The SEC's new whistleblower program has been the subject of extensive debate and discussion over the past several months. Starting in April, the program, mandated by the Dodd-Frank Wall Street Reform and Consumer Protection Act, will provide substantial payments--between 10 and 30 percent of any penalty over $1 million--to any employee who provides a tip to the SEC regarding any violation of U.S. securities laws. That tip can be made immediately by the employee to the SEC, or within 90 days of an original report made by the employee through an internal compliance program.
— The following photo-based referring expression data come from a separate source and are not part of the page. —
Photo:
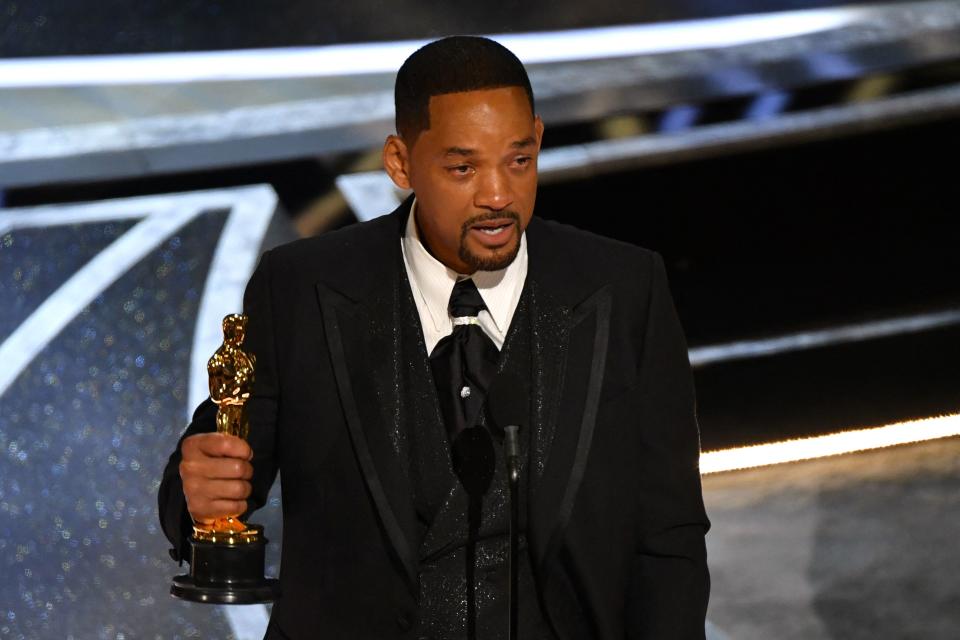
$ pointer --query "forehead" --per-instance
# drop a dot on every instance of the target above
(503, 112)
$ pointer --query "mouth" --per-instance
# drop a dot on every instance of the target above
(493, 233)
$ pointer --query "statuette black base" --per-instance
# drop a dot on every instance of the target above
(226, 572)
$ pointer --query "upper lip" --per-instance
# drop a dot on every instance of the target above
(490, 224)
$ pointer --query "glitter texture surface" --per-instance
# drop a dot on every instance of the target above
(85, 431)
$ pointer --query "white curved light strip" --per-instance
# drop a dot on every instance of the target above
(59, 309)
(748, 349)
(386, 57)
(830, 445)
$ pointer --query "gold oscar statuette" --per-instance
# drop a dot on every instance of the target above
(227, 555)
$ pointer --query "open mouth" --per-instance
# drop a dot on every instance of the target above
(493, 227)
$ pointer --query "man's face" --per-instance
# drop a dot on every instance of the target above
(475, 175)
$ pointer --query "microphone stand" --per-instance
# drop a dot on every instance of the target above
(512, 446)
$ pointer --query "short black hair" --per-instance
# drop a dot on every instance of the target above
(452, 65)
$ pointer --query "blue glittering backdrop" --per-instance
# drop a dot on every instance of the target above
(85, 430)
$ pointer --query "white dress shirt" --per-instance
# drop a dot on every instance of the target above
(432, 283)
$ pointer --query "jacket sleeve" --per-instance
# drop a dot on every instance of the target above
(262, 412)
(670, 583)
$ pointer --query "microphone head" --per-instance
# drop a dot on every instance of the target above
(508, 402)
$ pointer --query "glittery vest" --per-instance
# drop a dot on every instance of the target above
(441, 503)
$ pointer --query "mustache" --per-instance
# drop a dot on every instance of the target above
(489, 215)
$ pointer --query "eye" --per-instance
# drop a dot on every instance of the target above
(460, 170)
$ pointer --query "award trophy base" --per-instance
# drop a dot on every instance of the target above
(227, 568)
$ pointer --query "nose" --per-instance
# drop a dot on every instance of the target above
(494, 191)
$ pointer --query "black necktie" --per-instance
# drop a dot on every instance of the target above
(465, 362)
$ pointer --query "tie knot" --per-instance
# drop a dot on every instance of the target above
(465, 300)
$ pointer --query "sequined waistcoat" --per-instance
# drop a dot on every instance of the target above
(441, 503)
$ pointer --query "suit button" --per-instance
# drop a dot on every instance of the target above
(405, 622)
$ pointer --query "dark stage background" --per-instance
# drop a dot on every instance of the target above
(801, 190)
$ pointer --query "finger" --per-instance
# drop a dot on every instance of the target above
(215, 490)
(224, 445)
(209, 511)
(205, 469)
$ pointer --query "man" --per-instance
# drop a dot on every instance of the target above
(352, 405)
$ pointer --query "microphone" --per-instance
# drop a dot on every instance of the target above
(508, 407)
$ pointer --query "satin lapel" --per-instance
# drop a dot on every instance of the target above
(364, 347)
(569, 354)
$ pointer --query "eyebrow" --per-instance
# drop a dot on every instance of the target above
(465, 152)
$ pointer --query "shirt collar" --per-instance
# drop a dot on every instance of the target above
(435, 280)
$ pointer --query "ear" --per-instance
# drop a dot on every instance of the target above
(396, 161)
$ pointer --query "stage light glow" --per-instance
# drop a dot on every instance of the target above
(830, 445)
(386, 57)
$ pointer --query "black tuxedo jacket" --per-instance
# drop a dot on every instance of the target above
(616, 521)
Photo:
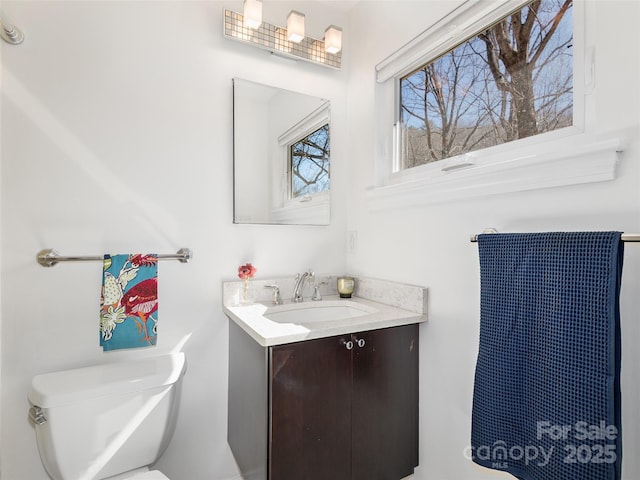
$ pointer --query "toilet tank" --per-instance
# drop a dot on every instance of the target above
(99, 421)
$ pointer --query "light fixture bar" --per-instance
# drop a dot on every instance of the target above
(275, 39)
(252, 13)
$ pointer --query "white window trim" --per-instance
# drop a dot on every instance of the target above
(547, 160)
(311, 208)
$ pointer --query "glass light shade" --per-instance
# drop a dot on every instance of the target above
(252, 13)
(295, 26)
(333, 39)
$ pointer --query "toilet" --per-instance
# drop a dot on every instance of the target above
(107, 421)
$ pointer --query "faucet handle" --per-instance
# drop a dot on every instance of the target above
(316, 291)
(276, 299)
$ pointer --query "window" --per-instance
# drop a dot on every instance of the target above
(510, 81)
(309, 163)
(460, 162)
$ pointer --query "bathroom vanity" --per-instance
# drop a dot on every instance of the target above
(325, 398)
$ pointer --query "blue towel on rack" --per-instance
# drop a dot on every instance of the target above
(129, 301)
(546, 400)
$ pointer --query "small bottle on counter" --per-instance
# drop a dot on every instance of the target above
(345, 286)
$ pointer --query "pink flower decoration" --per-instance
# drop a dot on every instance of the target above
(246, 271)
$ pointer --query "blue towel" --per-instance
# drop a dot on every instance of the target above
(546, 400)
(129, 301)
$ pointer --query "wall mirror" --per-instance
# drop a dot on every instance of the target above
(281, 156)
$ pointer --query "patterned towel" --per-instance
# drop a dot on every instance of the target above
(546, 401)
(129, 301)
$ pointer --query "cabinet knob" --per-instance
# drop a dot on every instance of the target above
(348, 344)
For in-house counsel, this means a maximum of 90 days to investigate the tip and to self-report before the employee does.
Putting aside the perverse incentive this creates for employees to circumvent corporate compliance programs in favor of immediately reporting the tip to the SEC, this relatively short 90-day window also raises the potential that employers might unwittingly-- or even knowingly--elevate the need to self-report over the need to get the facts absolutely correct. In-house counsel must avoid the Hobson's choice of (i) self-reporting based on incomplete facts, or (ii) not self-reporting and allowing the employee to win the race to the SEC.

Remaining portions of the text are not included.